Wilayah selatan didominasi oleh kawasan karst yang banyak terdiri dari goa-goa
alam dan beberapa sungai bawah tanah yang mengalir dengan deras. Kondisi
tersebut menyebabkan kondisi lahan di kawasan selatan kurang subur yang berimbas
kepada budidaya pertanian di kawasan ini menjadi kurang maksimal.
Walaupun secara
pertanian kurang subur, namun gunung kidul memiliki keindahan alam yang tidak
didapatkan di kabupaten –kabupaten lainnya yang berada di DIY. Beberapa Goa dan
Pantai yang bukan main indahnya seperti
Goa Pindul (Cave Tubing), Goa Oangobaran, Goa Seropan, Goa Ngirong,
Pantai Indrayanti, Pantai Pok Tunggal, Pantai Baron, Pantai Wedi Ombo, dan
lebih dari 60 pantai lainnya menjadi daya tarik tersendiri bagi wisatawan lokal
dan mancanegara. Hal ini merupakan sebuah jalan dari tuhan kepada Gunung Kidul
dalam meningkatkan kesejahteraan ekonomi masyarakat setempat.
Potensi
wisata yang begitu menggiurkan, tentunya tidak lepas dari lirikan pemilik modal
atau pengusaha-pengusaha yang jeli dalam melihat peluang bisnis yang ada di
kawasan wisata Gunung Kidul. Terbukti dengan maraknya jual beli tanah
masyarakat kepada pemilik modal yang berada dilokasi strategis seperti di
pinggiran pantai dan kawasan yang dekat dengan jalan raya yang menuju pantai
–pantai di ujung selatan Gunung Kidul.
Menurut
Mujiono Mantan Camat saptosari di wilayahnya hampir tidak ada tanah milik di
tepi jalur yang dilalui Jalur Jalan Lintas Selatan (JJLS) sampai pantai karena
sudah banyak dibeli oleh para pemodal besar (HariaJogja.com, 20/02/2014). Masyarakat yang menginginkan
keuntungan dengan cara yang instan pasti tergiur untuk menjual tanahnya kepada
pemodal besar karena rata-rata harga tanah disekitar kawasan wisata melonjak
hingga 5 kali lipat dari tahun sebelumnya.
Padahal
kawasan JJLS dan sekitar pantai selatan, beberapa tahun mendatang diprediksi
akan terdapat peningkatan wisatawan yang cukup besar, yang tentunya akan
memberi keuntungan tersendiri bagi masyarakat yang memiliki lahan bisnis
disekitar kawasan strategis tersebut, tapi kini mayoritas tanah yang ada telah
dimiliki oleh segelintir pemilik-pemilik modal yang akan meraup keuntungan
besar dari pengelolaan wisata di ujung selatan Gunung Kidul.

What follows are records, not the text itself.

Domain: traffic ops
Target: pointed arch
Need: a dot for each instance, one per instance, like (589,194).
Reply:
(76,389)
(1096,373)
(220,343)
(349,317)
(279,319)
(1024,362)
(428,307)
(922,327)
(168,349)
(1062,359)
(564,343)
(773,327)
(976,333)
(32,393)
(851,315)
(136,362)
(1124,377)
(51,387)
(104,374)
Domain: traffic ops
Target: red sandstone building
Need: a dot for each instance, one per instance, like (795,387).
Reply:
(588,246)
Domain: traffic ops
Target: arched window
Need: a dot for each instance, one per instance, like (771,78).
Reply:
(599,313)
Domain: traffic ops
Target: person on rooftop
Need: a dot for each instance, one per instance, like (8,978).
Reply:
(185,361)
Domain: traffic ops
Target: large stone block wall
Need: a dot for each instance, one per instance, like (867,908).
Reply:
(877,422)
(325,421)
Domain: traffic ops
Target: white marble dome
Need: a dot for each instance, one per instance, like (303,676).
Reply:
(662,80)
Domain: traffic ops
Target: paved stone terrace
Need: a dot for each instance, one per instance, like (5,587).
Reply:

Jika hal tersebut
terjadi, maka kapitalisme pun akan terbentuk dengan sendirinya. Masyarakat
hanya menjadi penggembira dalam perputaran mekanisme pasar yang dibentuk oleh
pemilik –pemilik modal.
Disinilah
awal mulanya muncul berbagai konflik, karena keadilan ekonomi bagi masyarakat
Gunung Kidul tidak akan tercapai jika pengelolaan wisata di dominasi oleh segelintir
pemilik-pemilik modal. Sebut saja konflik yang terjadi pada pengelolaan wisata
Cave Tubing, Goa Pindul yang memanas pada Agustus 2013 silam, kemudian konflik
pengelolaan wisata Pantai Indrayanti antara pemilik lahan dan masyarakat
sekitar dan konflik lainnya. Dalam memecahkan konflik tersebut, perlunya peran
pemerintah dalam memberikan ketegasan kepada pihak-pihak yang hanya ingin
meraup keuntungan besar saja.
Disisi
lain, pemerintah merupakan salah satu unsur yang berhak dalam pengelolaan
wisata perlu bertindak cepat dalam mengakomodir aspirasi masyarakat.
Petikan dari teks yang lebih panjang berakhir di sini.